You’re familiar with the situation. You return from the grocery store with bags full of goods but then find out there isn’t enough space in the fridge to hold everything. Try as you might to pull in all your Tetris skills to rearrange your food, you usually find yourself wishing for extra space.
It’s a dilemma that has two options. One choice is to buy fewer items in the weekly shop and then make more trips to the local store throughout the week. But that’s inefficient, and ends up costing more in the long run. The other option is to buy a bigger fridge. The only problem there is the space in the kitchen limits your ability to buy bigger white goods.
The solution that makes the most sense is to opt for a bigger fridge that has the same footprint as your old one. Impossible? No, this is actually an issue refrigerator engineers have been tackling for quite some time.
Samsung SpaceMax Technology
SpaceMax technology is the sum of solutions Samsung engineers have found. One way Samsung works to offer more capacity than the average fridge is by being smarter with the insulation.
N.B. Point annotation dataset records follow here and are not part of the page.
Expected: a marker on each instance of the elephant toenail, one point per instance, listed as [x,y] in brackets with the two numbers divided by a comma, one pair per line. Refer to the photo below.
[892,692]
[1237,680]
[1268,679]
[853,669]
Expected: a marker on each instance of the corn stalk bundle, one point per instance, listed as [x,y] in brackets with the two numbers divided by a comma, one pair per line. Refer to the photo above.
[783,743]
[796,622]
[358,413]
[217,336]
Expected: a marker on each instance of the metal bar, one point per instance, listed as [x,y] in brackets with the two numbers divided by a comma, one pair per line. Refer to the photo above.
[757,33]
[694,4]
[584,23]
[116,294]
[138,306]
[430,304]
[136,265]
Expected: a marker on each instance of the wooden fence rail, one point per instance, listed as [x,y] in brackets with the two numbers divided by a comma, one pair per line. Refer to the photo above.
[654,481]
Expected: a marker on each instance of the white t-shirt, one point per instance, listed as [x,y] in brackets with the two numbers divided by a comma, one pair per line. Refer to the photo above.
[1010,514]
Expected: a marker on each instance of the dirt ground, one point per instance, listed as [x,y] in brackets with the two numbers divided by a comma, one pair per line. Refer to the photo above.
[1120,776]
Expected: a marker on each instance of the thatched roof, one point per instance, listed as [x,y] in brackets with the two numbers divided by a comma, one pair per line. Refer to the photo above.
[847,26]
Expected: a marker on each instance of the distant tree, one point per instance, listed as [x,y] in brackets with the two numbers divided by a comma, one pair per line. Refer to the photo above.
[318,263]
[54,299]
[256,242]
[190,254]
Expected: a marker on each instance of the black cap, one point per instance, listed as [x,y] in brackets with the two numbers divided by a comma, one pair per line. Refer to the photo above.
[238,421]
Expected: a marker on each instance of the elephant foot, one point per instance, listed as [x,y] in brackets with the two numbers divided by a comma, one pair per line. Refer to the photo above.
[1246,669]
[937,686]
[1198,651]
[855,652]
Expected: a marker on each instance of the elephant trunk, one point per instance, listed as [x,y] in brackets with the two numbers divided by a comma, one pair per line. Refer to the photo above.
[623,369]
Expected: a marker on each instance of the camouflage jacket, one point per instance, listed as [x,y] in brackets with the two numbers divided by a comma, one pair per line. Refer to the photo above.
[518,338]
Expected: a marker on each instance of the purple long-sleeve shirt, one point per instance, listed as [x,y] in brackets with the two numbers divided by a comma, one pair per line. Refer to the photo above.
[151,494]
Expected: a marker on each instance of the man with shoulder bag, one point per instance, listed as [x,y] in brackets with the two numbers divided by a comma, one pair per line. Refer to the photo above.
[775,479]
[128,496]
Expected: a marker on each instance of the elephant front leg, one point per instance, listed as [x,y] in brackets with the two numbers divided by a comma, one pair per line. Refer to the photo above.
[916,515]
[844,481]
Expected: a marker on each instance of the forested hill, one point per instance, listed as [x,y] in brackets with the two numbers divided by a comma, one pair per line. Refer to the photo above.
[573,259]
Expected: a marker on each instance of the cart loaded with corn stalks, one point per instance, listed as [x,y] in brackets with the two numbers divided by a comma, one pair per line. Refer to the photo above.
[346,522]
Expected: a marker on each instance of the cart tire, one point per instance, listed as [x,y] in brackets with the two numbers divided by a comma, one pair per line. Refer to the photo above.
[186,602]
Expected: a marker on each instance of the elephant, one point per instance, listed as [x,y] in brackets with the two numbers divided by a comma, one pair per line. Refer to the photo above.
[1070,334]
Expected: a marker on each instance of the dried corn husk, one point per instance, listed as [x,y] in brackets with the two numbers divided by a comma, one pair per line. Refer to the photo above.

The insulation in SpaceMax fridges is thinner but efficient.
The technology first made an appearance in Samsung’s 2008 refrigerators developed under project name Guggenheim. The application of thinner insulation helped increase the capacity by an additional 100 litres. Proving its impact on the market, this model is still on sale eight years on.
To get the correct formula for success, it requires an incredible feat in optimization. There’s a need to consider both capacity and energy. For instance, you cannot only make the wall thinner for expanded capacity. Similarly, you can’t just make the walls thicker to achieve better energy efficiency. You have to consider both factors rationally.
SpaceMax works through high efficiency poly-urethane (PU) foam insulation and Vacuum Insulation Panels (VIP) working in tandem to increase capacity without compromising on insulation. The results are clear. The freezer wall has gone from 60mm to 55mm, and the fridge wall 45mm to 30mm. The freezer door and fridge door have both slimmed down by 20~25mm and 5~10mm respectively.
Poly-Urethane Foam Insulation with Smaller Cells
Let’s take a closer look at the high efficiency foaming technology used in the insulation. Urethane is a well-known material that fills up the inner wall of the fridge. It’s used in both commercial and general fridges. With an innovative advancement in creating a poly-urethane layer, Samsung was able to decrease the cell size from 200-300㎛ to 100-150㎛. This helped reduce thermal conductivity, which in result improves insulation efficiency by 6.5%.
Vacuum, Arguably the Best Solution for Insulation
While the PU foam layer became better at cutting of heat radiation, Samsung wanted to do more. That’s where the vacuum insulation panel comes in.
A vacuum state, by definition, eliminates matters that conduct heat. (That’s why many thermal bottles have a vacuum layer.) While it would be structurally and economically challenging to build a whole refrigerator wall that is in a vacuum state, Samsung engineers still found a way to add vacuum panels to cut off heat conduction. If you were to dismantle your Samsung refrigerator wall, you would find the panels on the outermost layer of the insulation – right under the surface material, inwardly sealed off by the PU foam.
Although the exact numbers vary between different models, the rule of thumb is that if the thickness of insulation decreases by 1mm, the capacity increases by 10 liters. Continued breakthroughs have meant that average capacity of our fridges has grown over the years. In the 1990s, capacity sat between 200 and 300 liters. By 2014, that figure was 980 liters. Every millimeter counts in the challenge to increase fridge space. And if it means your groceries can slide in with ease, the SpaceMax innovation is worthwhile.